N. Abdul Rahman (1922 — 1992), better known by his pen name Singai Mukilan, was a poet. He was awarded the Cultural Medallion in 1988.

==Early life==
Mukilan was born in Cholapuram, India in 1922. He left India for Malacca in 1938, where he began working at a provision shop.

==Career==
In Malacca, he was active in the Malayan Dravidian Association and the Malaccan Tamil's Reform Association. His first poem was published in the Kudi Arasu, a weekly magazine published by Periyar. At the age of 18, his first two volumes of poetry, Tamil Oil Geetham Part 1 and Tamil Oil Geetham Part 2, were published by the Malaccan Tamil's Reform Association in 1939. His third volume of poetry, Dravida Mani Geetham, was published in 1940. During the Japanese occupation, he published poems which supported the withdrawal of British forces from India in Tamil language periodicals in Singapore. He also served as a signaller of the Malayan headquarters of the Indian National Army.

In 1964, he published another volume of poetry, Indian National Army Songs.

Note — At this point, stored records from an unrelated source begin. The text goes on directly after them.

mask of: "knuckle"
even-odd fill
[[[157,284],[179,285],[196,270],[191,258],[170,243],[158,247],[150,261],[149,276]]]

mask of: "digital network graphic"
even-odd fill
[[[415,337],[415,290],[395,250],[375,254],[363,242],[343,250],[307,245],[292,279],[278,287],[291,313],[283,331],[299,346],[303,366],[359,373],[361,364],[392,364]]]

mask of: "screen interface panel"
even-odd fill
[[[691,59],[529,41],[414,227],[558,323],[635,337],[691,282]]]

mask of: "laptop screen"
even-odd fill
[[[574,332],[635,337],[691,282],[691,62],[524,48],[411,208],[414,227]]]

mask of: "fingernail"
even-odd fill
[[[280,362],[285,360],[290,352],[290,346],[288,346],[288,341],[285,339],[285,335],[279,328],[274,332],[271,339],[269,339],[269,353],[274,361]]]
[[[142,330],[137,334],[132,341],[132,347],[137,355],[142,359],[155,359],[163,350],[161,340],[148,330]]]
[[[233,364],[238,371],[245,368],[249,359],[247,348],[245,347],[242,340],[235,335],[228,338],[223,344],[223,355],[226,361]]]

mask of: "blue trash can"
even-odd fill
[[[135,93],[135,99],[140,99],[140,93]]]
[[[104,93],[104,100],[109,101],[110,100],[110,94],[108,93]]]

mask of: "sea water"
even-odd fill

His next volume of poetry, Ithaya Malar, was published in Singapore in 1952. In 1954, he published his sixth volume of poetry, Thuddikum Ullam. His seventh volume of poetry, Ithaya Osai, was published in 1960. His eighth volume of poetry, Manitha Chuvadu, was published in 1975. In 1976, he published Uruvaga Kathaiga, a collection of prose.

He was awarded the Cultural Medallion for Tamil literature in 1988. His poems were published in the Tamil Nesan, the Tamil Malar, and the Tamil Murasu. He also served as the proofreader of the Tamil Murasu.